SuperGemma4 26B abliterated weights land in GGUF for local inference
A new quantized variant of Gemma4 26B with safety guardrails removed landed on HuggingFace this week, targeting local inference on Apple Silicon and llama.cpp runtimes.
Practitioners running uncensored language models on consumer hardware now have another option: SuperGemma4 26B, an abliterated variant of Google's Gemma4 architecture, just appeared on HuggingFace in GGUF format on May 12.
The model card lists tags for llama.cpp compatibility, Apple Silicon optimization, and Korean language support. GGUF quantization means the 26-billion-parameter weights can run locally without enterprise GPU clusters—a common setup for practitioners who want unrestricted output without API rate limits or content filters.
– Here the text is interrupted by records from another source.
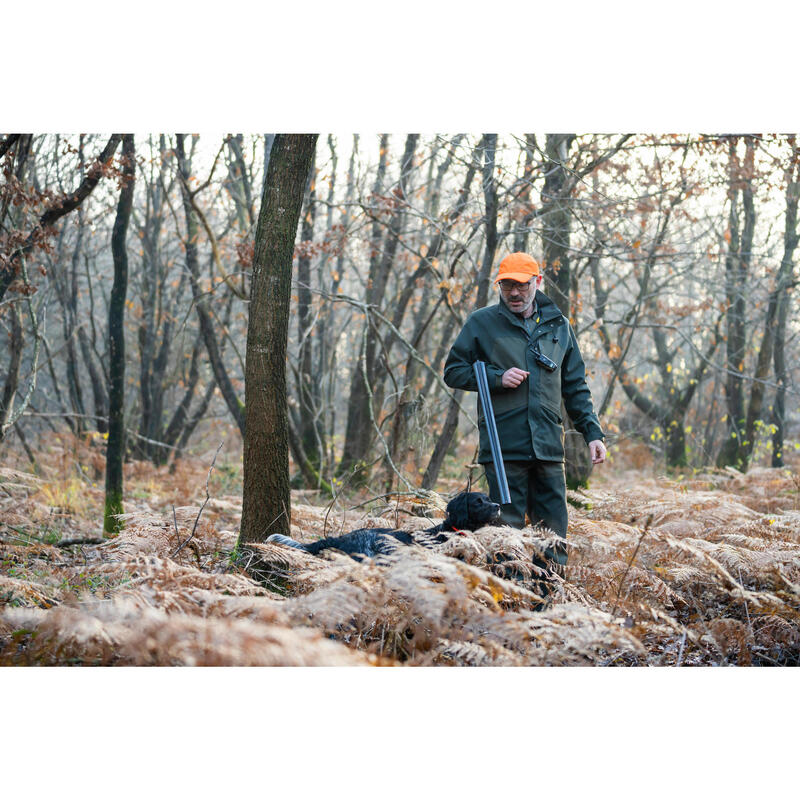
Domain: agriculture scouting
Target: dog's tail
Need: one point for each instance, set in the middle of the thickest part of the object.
(281, 539)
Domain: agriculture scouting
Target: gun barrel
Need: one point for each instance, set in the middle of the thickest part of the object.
(491, 426)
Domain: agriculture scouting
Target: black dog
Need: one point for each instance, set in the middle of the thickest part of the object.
(466, 511)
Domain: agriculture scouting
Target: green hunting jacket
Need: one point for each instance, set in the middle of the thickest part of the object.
(529, 422)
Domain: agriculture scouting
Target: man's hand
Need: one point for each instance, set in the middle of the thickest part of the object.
(513, 377)
(597, 451)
Gemma4 is Google's latest iteration of the Gemma family, released earlier this year as open weights under a permissive license. Abliterated variants strip the safety tuning that blocks certain prompts in the base release. The "v2" suffix in the repo name suggests this is a revised quantization or merge, though the model card itself doesn't detail what changed from a hypothetical v1. For users already running llama.cpp or Ollama on M-series Macs, adding another 26B option to the rotation is a matter of pulling the GGUF file and pointing the runtime at it.